The Water Mirror is an imaginative and intriguing start to a fantasy series. There is a dark and melancholy tone that matches the setting of Venice with its damp alleys and shadows. Everything is not quite what it seems and danger lurks behind every turn. The magical creatures along with the mystical history and nature of Venice (with other worldly characteristics only hinted at) make a great backdrop for the story.

Merle is a rather stock character for these type of stories: an nervous but precocious orphan who wonders what her life will bring gets caught up in a cause bigger than her self and is forced to face her destiny. It probably isn’t fair but it is hard not to see her in the Harry Potter mode: orphan with a magical destiny. The other characters aren’t particularly well, or deeply, drawn either but this is often an obvious limit of YA. But the characters are interesting enough to keep the story going and the reader intrigued.

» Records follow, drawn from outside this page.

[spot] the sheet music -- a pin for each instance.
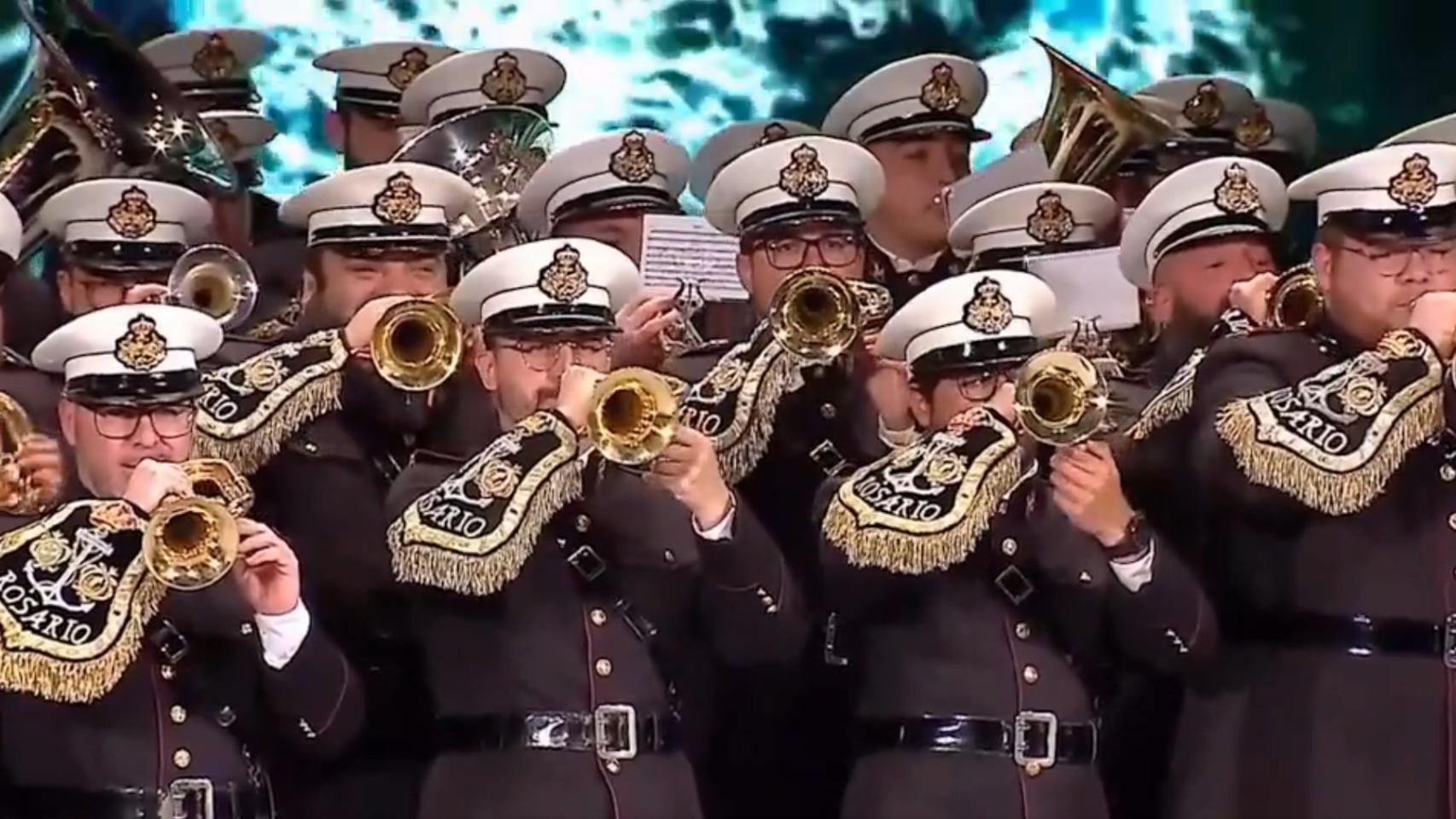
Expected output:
(688, 247)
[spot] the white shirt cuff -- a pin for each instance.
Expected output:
(1138, 572)
(282, 635)
(723, 530)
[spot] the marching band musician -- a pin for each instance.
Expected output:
(986, 595)
(1325, 462)
(121, 699)
(556, 594)
(916, 118)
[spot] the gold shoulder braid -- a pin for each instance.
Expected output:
(74, 601)
(251, 409)
(737, 402)
(1334, 439)
(925, 507)
(475, 531)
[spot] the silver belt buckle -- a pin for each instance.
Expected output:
(183, 794)
(614, 732)
(1020, 751)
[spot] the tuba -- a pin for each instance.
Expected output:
(816, 315)
(218, 281)
(416, 345)
(1062, 398)
(1296, 300)
(633, 416)
(191, 540)
(94, 107)
(1089, 127)
(497, 150)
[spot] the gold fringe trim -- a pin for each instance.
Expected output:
(1325, 491)
(871, 546)
(66, 681)
(482, 575)
(251, 453)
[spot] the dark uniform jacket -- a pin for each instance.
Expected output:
(1330, 479)
(134, 716)
(511, 627)
(929, 575)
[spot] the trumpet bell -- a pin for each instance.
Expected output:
(1089, 127)
(816, 315)
(416, 345)
(218, 281)
(1062, 398)
(633, 416)
(1296, 300)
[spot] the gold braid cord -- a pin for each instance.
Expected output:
(737, 402)
(925, 507)
(251, 409)
(74, 601)
(1334, 439)
(475, 531)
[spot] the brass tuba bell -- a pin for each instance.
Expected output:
(92, 105)
(633, 416)
(1062, 398)
(191, 540)
(1296, 300)
(416, 345)
(218, 281)
(816, 315)
(1089, 127)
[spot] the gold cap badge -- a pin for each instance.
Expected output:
(504, 84)
(399, 202)
(941, 92)
(1416, 185)
(806, 177)
(142, 346)
(1237, 194)
(1204, 108)
(411, 64)
(564, 280)
(214, 60)
(1255, 130)
(633, 162)
(989, 311)
(1051, 223)
(133, 217)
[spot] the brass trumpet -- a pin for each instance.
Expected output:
(218, 281)
(816, 315)
(416, 345)
(633, 416)
(191, 540)
(1062, 398)
(1296, 300)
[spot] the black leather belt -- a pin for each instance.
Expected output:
(610, 732)
(1033, 738)
(185, 799)
(1354, 635)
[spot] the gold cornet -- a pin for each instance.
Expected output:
(218, 281)
(633, 416)
(1296, 300)
(1062, 398)
(416, 345)
(191, 540)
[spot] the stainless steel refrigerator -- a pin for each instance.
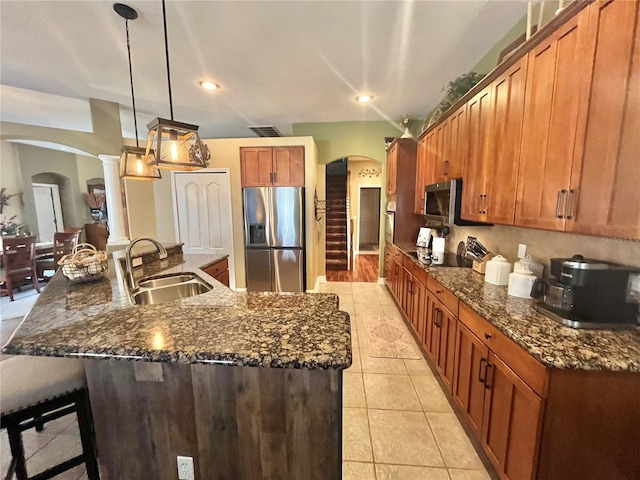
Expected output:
(274, 239)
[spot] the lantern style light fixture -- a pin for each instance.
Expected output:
(174, 145)
(133, 163)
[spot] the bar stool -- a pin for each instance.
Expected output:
(37, 390)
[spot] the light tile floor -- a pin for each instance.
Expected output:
(397, 422)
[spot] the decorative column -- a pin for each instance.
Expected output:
(117, 229)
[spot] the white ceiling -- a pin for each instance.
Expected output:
(278, 62)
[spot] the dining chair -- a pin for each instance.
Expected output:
(18, 263)
(63, 244)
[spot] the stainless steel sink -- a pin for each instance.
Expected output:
(156, 281)
(152, 296)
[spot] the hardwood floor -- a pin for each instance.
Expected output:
(365, 270)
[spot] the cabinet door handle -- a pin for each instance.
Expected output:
(480, 378)
(569, 205)
(560, 202)
(486, 376)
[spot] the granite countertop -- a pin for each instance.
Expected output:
(549, 342)
(98, 320)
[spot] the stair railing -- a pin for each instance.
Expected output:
(349, 225)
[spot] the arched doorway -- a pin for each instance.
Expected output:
(354, 196)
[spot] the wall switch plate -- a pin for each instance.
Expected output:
(185, 468)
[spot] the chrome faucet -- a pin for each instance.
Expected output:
(161, 251)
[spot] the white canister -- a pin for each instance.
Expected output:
(520, 283)
(437, 251)
(498, 269)
(527, 262)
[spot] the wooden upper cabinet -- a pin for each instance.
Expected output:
(392, 168)
(455, 153)
(272, 166)
(479, 110)
(604, 195)
(421, 173)
(555, 75)
(501, 173)
(288, 166)
(256, 166)
(511, 422)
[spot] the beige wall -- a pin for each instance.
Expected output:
(355, 182)
(543, 245)
(105, 138)
(225, 153)
(141, 208)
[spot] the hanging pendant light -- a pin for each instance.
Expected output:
(133, 163)
(174, 145)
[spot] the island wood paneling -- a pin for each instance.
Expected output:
(236, 422)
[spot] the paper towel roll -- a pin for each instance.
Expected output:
(437, 251)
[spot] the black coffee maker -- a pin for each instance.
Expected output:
(587, 294)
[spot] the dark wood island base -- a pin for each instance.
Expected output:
(236, 422)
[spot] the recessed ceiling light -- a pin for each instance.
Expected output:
(209, 85)
(364, 98)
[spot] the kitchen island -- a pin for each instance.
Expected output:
(248, 384)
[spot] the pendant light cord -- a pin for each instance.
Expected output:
(133, 97)
(166, 53)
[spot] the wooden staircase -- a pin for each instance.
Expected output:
(336, 223)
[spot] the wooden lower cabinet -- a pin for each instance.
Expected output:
(468, 387)
(432, 335)
(511, 421)
(446, 330)
(419, 310)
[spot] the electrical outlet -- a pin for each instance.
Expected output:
(522, 250)
(185, 468)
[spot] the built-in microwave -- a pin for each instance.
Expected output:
(442, 203)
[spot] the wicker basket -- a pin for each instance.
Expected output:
(84, 264)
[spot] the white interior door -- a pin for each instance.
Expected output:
(203, 206)
(48, 210)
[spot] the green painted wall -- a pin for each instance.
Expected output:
(346, 139)
(490, 60)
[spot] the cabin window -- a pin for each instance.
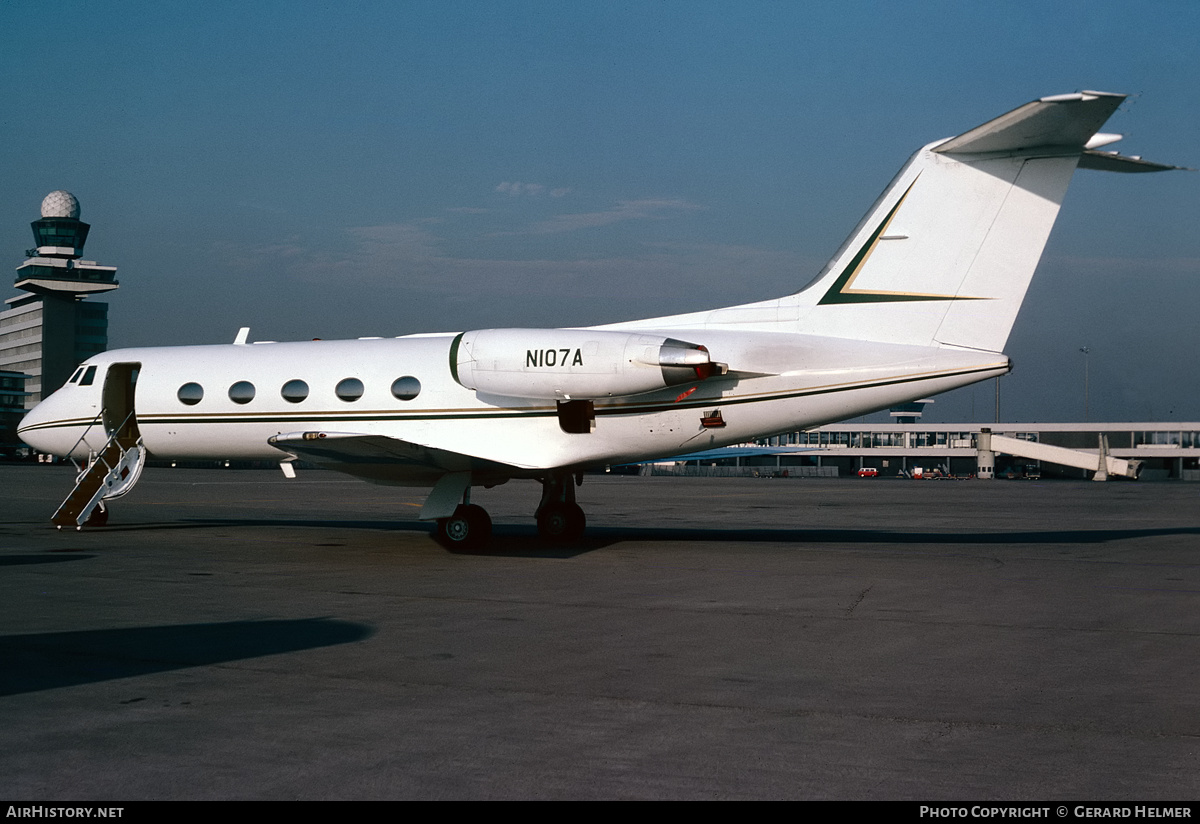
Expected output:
(190, 394)
(241, 392)
(406, 389)
(294, 391)
(351, 389)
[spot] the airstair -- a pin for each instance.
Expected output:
(109, 473)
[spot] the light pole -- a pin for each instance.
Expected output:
(1086, 352)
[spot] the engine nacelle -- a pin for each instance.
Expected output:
(575, 364)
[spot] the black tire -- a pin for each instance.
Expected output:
(562, 523)
(99, 517)
(468, 528)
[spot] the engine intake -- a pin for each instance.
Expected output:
(575, 364)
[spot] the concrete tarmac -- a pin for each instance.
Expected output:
(234, 635)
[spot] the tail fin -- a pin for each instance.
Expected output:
(946, 254)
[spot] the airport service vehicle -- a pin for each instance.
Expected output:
(919, 300)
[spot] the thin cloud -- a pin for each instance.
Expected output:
(625, 210)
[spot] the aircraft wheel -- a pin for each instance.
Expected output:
(468, 528)
(99, 517)
(562, 523)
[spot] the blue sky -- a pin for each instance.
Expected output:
(382, 168)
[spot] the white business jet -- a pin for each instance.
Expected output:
(919, 300)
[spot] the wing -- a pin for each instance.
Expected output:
(383, 459)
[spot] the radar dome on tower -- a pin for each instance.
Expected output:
(60, 203)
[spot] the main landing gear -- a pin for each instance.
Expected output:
(469, 528)
(559, 518)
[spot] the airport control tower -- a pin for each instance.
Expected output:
(49, 330)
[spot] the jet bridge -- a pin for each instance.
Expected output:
(1101, 462)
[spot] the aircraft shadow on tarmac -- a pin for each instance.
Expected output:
(521, 540)
(19, 560)
(46, 661)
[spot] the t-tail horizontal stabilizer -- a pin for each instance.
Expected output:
(947, 253)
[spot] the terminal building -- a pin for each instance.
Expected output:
(47, 331)
(1165, 451)
(911, 447)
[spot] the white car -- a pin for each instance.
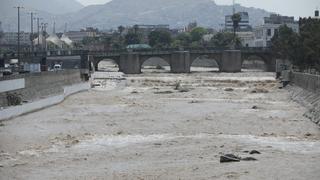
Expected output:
(57, 67)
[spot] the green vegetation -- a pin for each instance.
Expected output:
(160, 39)
(132, 38)
(225, 40)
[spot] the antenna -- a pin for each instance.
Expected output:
(65, 27)
(233, 7)
(54, 27)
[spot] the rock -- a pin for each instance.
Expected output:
(248, 159)
(229, 158)
(229, 89)
(308, 134)
(184, 90)
(163, 92)
(254, 152)
(259, 90)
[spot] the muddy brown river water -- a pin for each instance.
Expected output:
(165, 126)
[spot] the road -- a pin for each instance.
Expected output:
(166, 126)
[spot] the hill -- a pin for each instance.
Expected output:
(176, 13)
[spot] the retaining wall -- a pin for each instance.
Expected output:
(307, 93)
(306, 81)
(31, 87)
(14, 111)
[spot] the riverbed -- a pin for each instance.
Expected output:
(159, 125)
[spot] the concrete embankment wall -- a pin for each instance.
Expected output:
(307, 93)
(306, 81)
(38, 90)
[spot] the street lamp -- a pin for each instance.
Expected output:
(31, 35)
(44, 30)
(38, 26)
(18, 7)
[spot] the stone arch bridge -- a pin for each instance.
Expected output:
(180, 61)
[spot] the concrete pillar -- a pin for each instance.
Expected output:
(130, 63)
(180, 62)
(231, 61)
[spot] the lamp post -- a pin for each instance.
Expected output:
(31, 35)
(38, 29)
(44, 28)
(18, 7)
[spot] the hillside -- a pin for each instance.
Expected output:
(47, 9)
(176, 13)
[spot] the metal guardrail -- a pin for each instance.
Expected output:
(123, 51)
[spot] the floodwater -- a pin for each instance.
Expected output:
(159, 125)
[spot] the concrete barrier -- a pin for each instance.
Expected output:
(309, 82)
(30, 87)
(308, 95)
(15, 111)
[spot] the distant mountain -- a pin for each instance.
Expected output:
(176, 13)
(47, 9)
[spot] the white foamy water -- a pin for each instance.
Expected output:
(281, 143)
(286, 144)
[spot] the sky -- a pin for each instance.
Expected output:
(297, 8)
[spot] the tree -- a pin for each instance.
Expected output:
(182, 40)
(286, 45)
(121, 29)
(160, 38)
(225, 40)
(132, 38)
(236, 18)
(197, 33)
(136, 28)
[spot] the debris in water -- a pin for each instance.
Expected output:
(229, 89)
(163, 92)
(248, 159)
(254, 152)
(229, 158)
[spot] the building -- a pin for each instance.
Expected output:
(12, 38)
(244, 24)
(78, 36)
(264, 33)
(145, 30)
(277, 19)
(247, 38)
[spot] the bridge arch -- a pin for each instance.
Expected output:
(260, 61)
(205, 60)
(155, 63)
(107, 64)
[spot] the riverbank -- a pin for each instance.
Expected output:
(166, 126)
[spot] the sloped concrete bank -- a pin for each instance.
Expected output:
(26, 93)
(305, 89)
(15, 111)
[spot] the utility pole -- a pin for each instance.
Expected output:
(44, 27)
(19, 7)
(31, 36)
(38, 26)
(233, 8)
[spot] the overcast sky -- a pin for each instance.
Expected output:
(295, 8)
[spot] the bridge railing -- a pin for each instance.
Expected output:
(72, 52)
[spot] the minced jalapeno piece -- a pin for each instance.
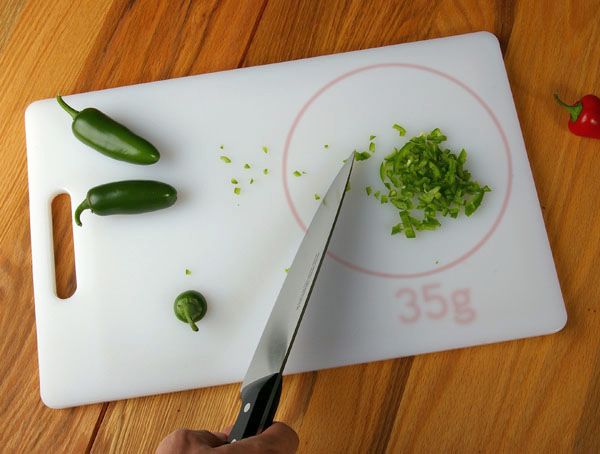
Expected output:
(109, 137)
(190, 307)
(127, 197)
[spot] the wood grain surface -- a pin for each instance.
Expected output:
(536, 395)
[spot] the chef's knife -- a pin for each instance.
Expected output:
(261, 388)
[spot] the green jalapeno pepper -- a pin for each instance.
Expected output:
(110, 138)
(127, 197)
(190, 307)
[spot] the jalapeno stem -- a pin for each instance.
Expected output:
(82, 206)
(67, 108)
(186, 312)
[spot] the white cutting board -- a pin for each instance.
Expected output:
(476, 280)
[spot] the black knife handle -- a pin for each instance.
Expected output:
(259, 403)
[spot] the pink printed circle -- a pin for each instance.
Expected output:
(455, 81)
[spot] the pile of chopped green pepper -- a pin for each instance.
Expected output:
(423, 179)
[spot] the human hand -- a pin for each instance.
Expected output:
(279, 438)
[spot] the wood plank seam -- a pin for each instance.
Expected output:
(252, 34)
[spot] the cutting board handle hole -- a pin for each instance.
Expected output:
(64, 254)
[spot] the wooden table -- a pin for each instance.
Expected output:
(536, 395)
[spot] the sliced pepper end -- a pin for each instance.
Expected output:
(67, 108)
(186, 312)
(574, 110)
(80, 209)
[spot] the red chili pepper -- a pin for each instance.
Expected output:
(585, 116)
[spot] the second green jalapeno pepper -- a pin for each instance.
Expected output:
(127, 197)
(109, 137)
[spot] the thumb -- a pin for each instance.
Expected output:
(279, 438)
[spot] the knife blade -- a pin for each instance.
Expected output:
(261, 388)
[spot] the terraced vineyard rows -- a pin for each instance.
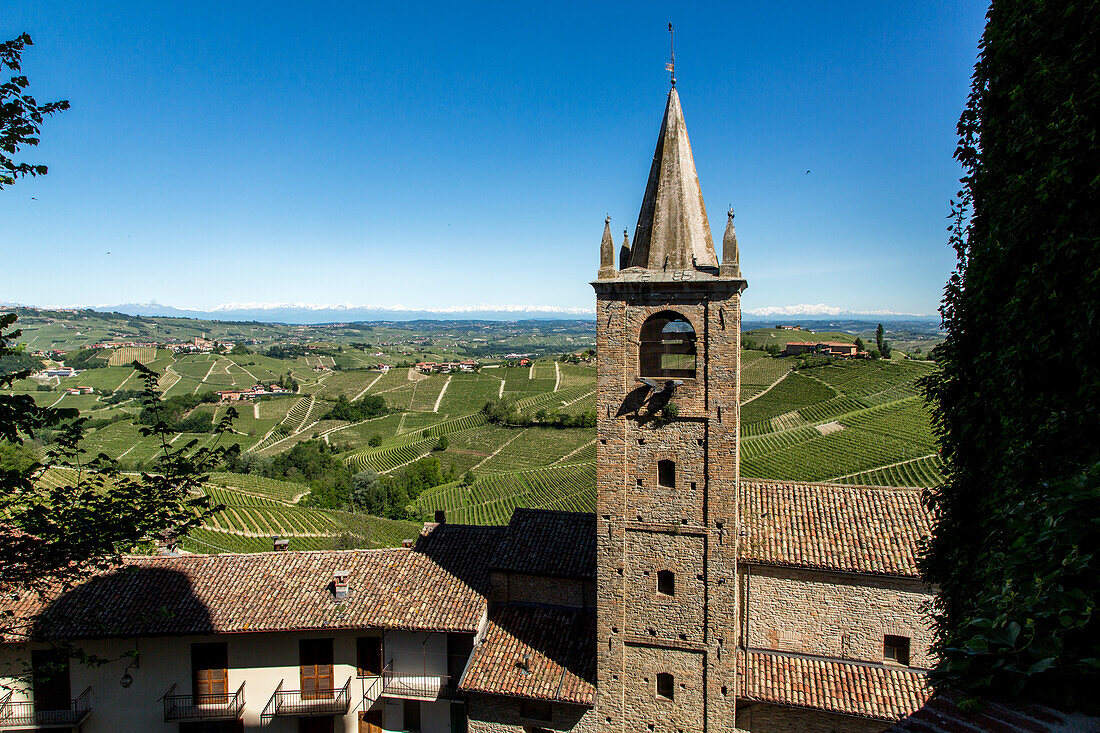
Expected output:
(919, 472)
(491, 499)
(279, 491)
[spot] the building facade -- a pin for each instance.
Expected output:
(692, 600)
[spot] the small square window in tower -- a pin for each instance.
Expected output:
(895, 648)
(667, 473)
(668, 347)
(666, 686)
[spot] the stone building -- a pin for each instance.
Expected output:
(724, 603)
(691, 601)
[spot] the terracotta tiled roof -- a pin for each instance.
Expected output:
(941, 714)
(851, 528)
(839, 687)
(543, 543)
(440, 587)
(547, 654)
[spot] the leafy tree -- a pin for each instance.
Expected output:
(54, 536)
(1015, 545)
(20, 113)
(370, 494)
(880, 341)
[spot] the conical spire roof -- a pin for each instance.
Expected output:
(673, 232)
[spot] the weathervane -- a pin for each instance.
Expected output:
(671, 66)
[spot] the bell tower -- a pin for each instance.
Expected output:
(668, 417)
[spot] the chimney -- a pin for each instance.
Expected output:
(340, 583)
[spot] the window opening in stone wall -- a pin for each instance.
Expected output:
(411, 717)
(895, 648)
(667, 473)
(668, 347)
(536, 710)
(666, 686)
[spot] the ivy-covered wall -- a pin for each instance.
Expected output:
(1014, 549)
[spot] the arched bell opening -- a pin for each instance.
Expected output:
(668, 347)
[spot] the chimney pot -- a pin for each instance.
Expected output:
(340, 583)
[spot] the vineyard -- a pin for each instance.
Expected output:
(849, 422)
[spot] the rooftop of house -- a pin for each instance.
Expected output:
(870, 529)
(440, 584)
(850, 688)
(546, 543)
(942, 714)
(537, 653)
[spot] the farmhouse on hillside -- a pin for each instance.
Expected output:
(827, 348)
(691, 600)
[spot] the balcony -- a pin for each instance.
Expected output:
(24, 713)
(303, 703)
(417, 687)
(202, 707)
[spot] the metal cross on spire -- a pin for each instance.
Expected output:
(671, 66)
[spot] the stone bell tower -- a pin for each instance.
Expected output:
(668, 404)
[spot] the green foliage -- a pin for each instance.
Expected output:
(57, 532)
(880, 341)
(20, 113)
(86, 359)
(179, 413)
(506, 411)
(18, 360)
(370, 406)
(1014, 544)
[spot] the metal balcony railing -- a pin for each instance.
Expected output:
(414, 686)
(223, 706)
(25, 713)
(301, 703)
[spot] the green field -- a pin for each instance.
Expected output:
(858, 422)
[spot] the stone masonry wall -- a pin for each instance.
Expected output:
(492, 713)
(834, 614)
(688, 527)
(761, 718)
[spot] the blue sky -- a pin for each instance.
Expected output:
(457, 154)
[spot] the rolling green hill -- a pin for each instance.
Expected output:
(854, 422)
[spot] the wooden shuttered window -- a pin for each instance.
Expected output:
(369, 656)
(210, 673)
(316, 669)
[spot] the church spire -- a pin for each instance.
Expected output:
(730, 255)
(673, 232)
(606, 252)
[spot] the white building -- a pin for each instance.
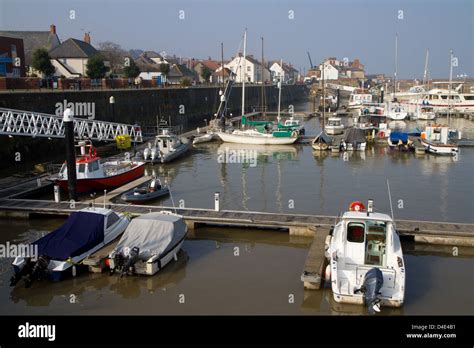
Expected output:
(253, 72)
(70, 57)
(285, 71)
(330, 72)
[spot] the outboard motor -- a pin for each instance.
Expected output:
(27, 269)
(373, 282)
(38, 271)
(129, 262)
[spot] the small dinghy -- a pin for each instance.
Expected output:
(150, 242)
(59, 252)
(365, 259)
(152, 189)
(204, 138)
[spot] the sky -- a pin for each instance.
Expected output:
(338, 28)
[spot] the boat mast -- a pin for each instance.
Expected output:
(279, 92)
(324, 101)
(425, 74)
(263, 101)
(450, 85)
(222, 66)
(396, 67)
(244, 72)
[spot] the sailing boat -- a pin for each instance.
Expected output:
(263, 133)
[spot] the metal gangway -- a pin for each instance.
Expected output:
(34, 124)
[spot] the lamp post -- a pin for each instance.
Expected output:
(68, 119)
(112, 106)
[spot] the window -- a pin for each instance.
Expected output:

In fact, the strength of this book is the way it lays out the background and sketches the characters as a way to introduce the series. In my opinion it doesn’t make a great stand alone story because the plot meanders a bit and the characters are all left a little fuzzy. But as the first in a series it holds promise because of its imaginative setting and magical creatures. You want to keep reading to learn more about what or who the Flowing Queen is; to understand more about the history of the stone lions and the Ancient Traitor; to find out the fate of the mermaids; to figure out what exactly the “porous” nature of mystical Venice entails and what impact it might have.

Meyer has set the stage for a fascinating series, but in order for it to rise above mere interesting he will have to deliver a deeper story than what has been introduced so far. The Venice of the Water Mirror is a world the reader wants to know more about and its inhabitants are characters that we want to understand better. There are a lot of threads that will need to be tied together in oder to produce a satisfying whole.

Nevertheless, The Water Mirror has certainly captured my attention and I look forward to reading the future books in the series as they are released.

Kevin Holtsberry
I work in communications and public affairs. I try to squeeze in as much reading as I can while still spending time with my wife and two kids (and cheering on the Pittsburgh Steelers and Michigan Wolverines during football season).